C'est urgent. Mon nom est Domènec Ruiz Devesa, nous nous
sommes rencontrés à Bruxelles l'année passée…
Je le laisse entrer, je suis étonné car personne ne sait que
je suis dans cette ville, sur ce territoire, dans cet hôtel
dans cette chambre n°111. Il poursuit : voilà, je vous
explique, j'ai fait neuf rêves essentiels sur une période
allant du 8 septembre 2017 au 10 septembre 2019. Les voici
: le 8 septembre 2017, je rêve que je suis dans
l'appartement de mon ex avec mon fils. Il n'a que deux
ans, il est dans mes bras. Je fouille dans un tas de
cartes postales comme si j'étais encore chez moi, je
cherche les cartes que j'avais envoyées. Un homme sort de la
chambre à coucher.

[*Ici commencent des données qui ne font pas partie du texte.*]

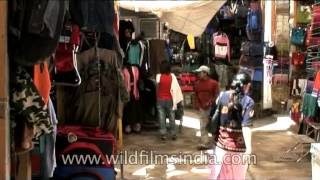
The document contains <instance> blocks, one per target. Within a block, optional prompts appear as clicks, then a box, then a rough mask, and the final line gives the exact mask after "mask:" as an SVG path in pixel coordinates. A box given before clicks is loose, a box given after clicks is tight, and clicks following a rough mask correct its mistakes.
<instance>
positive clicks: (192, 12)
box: [118, 0, 226, 36]
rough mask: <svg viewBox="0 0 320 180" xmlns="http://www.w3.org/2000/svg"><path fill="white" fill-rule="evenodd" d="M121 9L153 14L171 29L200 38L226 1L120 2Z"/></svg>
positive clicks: (170, 1) (119, 3)
mask: <svg viewBox="0 0 320 180" xmlns="http://www.w3.org/2000/svg"><path fill="white" fill-rule="evenodd" d="M118 2H119V5H120V7H122V8H125V9H129V10H133V11H136V12H138V11H141V12H153V13H155V14H156V15H157V16H158V17H159V18H160V20H161V21H163V22H167V23H168V24H169V27H170V28H171V29H173V30H175V31H178V32H181V33H183V34H186V35H187V34H193V35H194V36H199V35H201V34H202V33H203V31H204V30H205V28H206V27H207V25H208V23H209V22H210V20H211V19H212V17H213V16H214V15H215V14H216V13H217V12H218V11H219V9H220V8H221V6H222V5H223V4H224V3H225V2H226V1H225V0H212V1H201V0H200V1H118Z"/></svg>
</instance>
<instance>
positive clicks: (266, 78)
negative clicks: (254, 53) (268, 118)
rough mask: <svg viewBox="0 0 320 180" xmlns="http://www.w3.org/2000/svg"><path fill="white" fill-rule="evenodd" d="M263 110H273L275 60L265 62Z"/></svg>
mask: <svg viewBox="0 0 320 180" xmlns="http://www.w3.org/2000/svg"><path fill="white" fill-rule="evenodd" d="M263 66H264V68H263V96H262V98H263V100H262V102H263V109H270V108H272V86H271V84H272V72H273V60H272V59H268V58H266V59H264V60H263Z"/></svg>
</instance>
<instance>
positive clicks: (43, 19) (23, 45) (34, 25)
mask: <svg viewBox="0 0 320 180" xmlns="http://www.w3.org/2000/svg"><path fill="white" fill-rule="evenodd" d="M9 8H10V9H11V10H12V11H9V12H10V16H9V17H10V18H11V19H10V20H9V21H8V22H9V27H10V28H8V29H9V32H8V35H9V42H10V43H9V54H10V56H11V58H12V59H14V60H15V61H16V62H17V63H18V64H21V65H26V66H33V65H35V64H38V63H40V62H42V61H44V60H45V58H47V57H49V56H50V55H51V54H52V53H53V52H54V50H55V48H56V46H57V44H58V40H59V36H60V33H61V29H62V24H63V17H64V14H65V8H66V7H65V2H64V1H47V0H40V1H26V2H24V1H15V2H13V3H11V4H10V7H9ZM11 58H10V59H11Z"/></svg>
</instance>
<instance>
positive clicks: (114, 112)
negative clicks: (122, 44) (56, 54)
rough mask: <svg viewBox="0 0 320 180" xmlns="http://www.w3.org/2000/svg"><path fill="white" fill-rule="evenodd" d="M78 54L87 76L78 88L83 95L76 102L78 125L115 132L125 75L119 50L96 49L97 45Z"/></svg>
mask: <svg viewBox="0 0 320 180" xmlns="http://www.w3.org/2000/svg"><path fill="white" fill-rule="evenodd" d="M77 57H78V67H79V71H80V72H81V77H83V82H82V83H81V85H80V86H79V88H78V93H79V97H78V100H77V101H76V102H75V104H76V106H77V109H76V112H75V115H74V117H75V119H76V121H77V124H79V125H84V126H94V127H97V126H100V127H102V128H103V129H105V130H107V131H111V132H112V131H114V129H115V128H116V119H115V117H116V115H115V114H116V112H117V108H118V97H119V82H120V80H119V79H120V78H121V73H120V72H119V70H118V68H117V57H116V53H115V52H114V51H111V50H107V49H100V48H98V49H97V51H95V48H91V49H89V50H87V51H84V52H82V53H80V54H79V55H78V56H77ZM97 57H98V59H97ZM99 67H100V70H99Z"/></svg>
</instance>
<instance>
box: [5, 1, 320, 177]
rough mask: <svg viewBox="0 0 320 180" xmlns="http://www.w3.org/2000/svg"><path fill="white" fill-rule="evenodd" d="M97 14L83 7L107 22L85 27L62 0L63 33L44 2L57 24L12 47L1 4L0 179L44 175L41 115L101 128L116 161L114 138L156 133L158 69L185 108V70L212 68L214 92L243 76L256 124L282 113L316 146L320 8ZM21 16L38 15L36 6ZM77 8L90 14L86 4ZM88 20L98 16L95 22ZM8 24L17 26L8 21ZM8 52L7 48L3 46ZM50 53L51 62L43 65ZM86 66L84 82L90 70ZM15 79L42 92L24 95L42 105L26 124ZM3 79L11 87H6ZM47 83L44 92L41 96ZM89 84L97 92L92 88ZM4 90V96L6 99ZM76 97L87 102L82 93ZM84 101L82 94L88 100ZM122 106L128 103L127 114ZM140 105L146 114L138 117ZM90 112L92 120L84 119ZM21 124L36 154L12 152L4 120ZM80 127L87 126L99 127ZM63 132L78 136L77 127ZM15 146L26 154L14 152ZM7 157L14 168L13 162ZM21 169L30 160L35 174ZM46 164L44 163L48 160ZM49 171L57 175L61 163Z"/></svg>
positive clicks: (76, 136)
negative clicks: (171, 84)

Mon ex sort aussi de la chambre, en
sous-vêtements, ils se parlent, je suis invisible, mon
fils aussi, ils nous enferment dans l'appartement, je me
demande comment je vais en sortir. Le 18 septembre 2017,
je suis à nouveau avec mon fils qui a toujours deux ans,
on flotte, dehors, je ne sais plus où, il y a une
troisième personne, je ne sais pas qui c'est. Nous volons
vers les États-Unis. Mon fils tombe dans le vide,
impossible de le rattraper, je ne le retrouve pas. Le 11
septembre 2017, je vois Jorge Luis Borges dans une
boucherie, il prend une pile de livres, il les met dans un
ordre bien à lui puis les dépose dans la presse à steak
haché. J'essaye de lire dans la viande. Le 25 mars 2018,
je n'ai pas pu tout noter, il n'y a que des mots-clés :
marche, Espagne, campagne, canaux, voyageurs, mon ex n'est
pas là, … je pense que c'est le rêve le plus essentiel
mais je n'ai pas bien compris. Le 22 septembre 2018, je
suis dans une maison en pierre, je suis un des personnages
dans Farenheit 451, je cours, on me poursuit, l'homme qui
me poursuit tombe dans l'eau d'un lac. Le 27 septembre
2018, j'observe un petit avion qui entre en collision et
tombe dans la mer, j'entends les cris de gens enfermés
dans l'avion, je suis géant, j'enlève avec deux doigts
l'avion de l'eau et j'ouvre la porte de l'avion, tout le
monde sort vivant, ma mère aussi. Le 2 avril 2019, je suis
dans l'eau à la plage. Le ciel est couvert, il fait noir,
je vais vers la terre mais le courant m'en empêche. Le 7
juillet 2019, j'arrive à Ceuta, ici donc, je prends le
train et je traverse l'Afrique du Nord jusqu'au canal de
Suez. Arrivé de l'autre côté du canal, je prends des
photos, je veux revenir mais j'oublie ma valise. Je sais
que si j'attends ma valise je ne rentrerai jamais. Le 10
septembre 2019, je suis avec mon fils à la foire, nous
regardons un train qui est minuscule puis qui s'avance
vers nous et qui devient immense. Voilà… j'aimerais savoir
si tout cela a un sens, c'est urgent, je vous en prie.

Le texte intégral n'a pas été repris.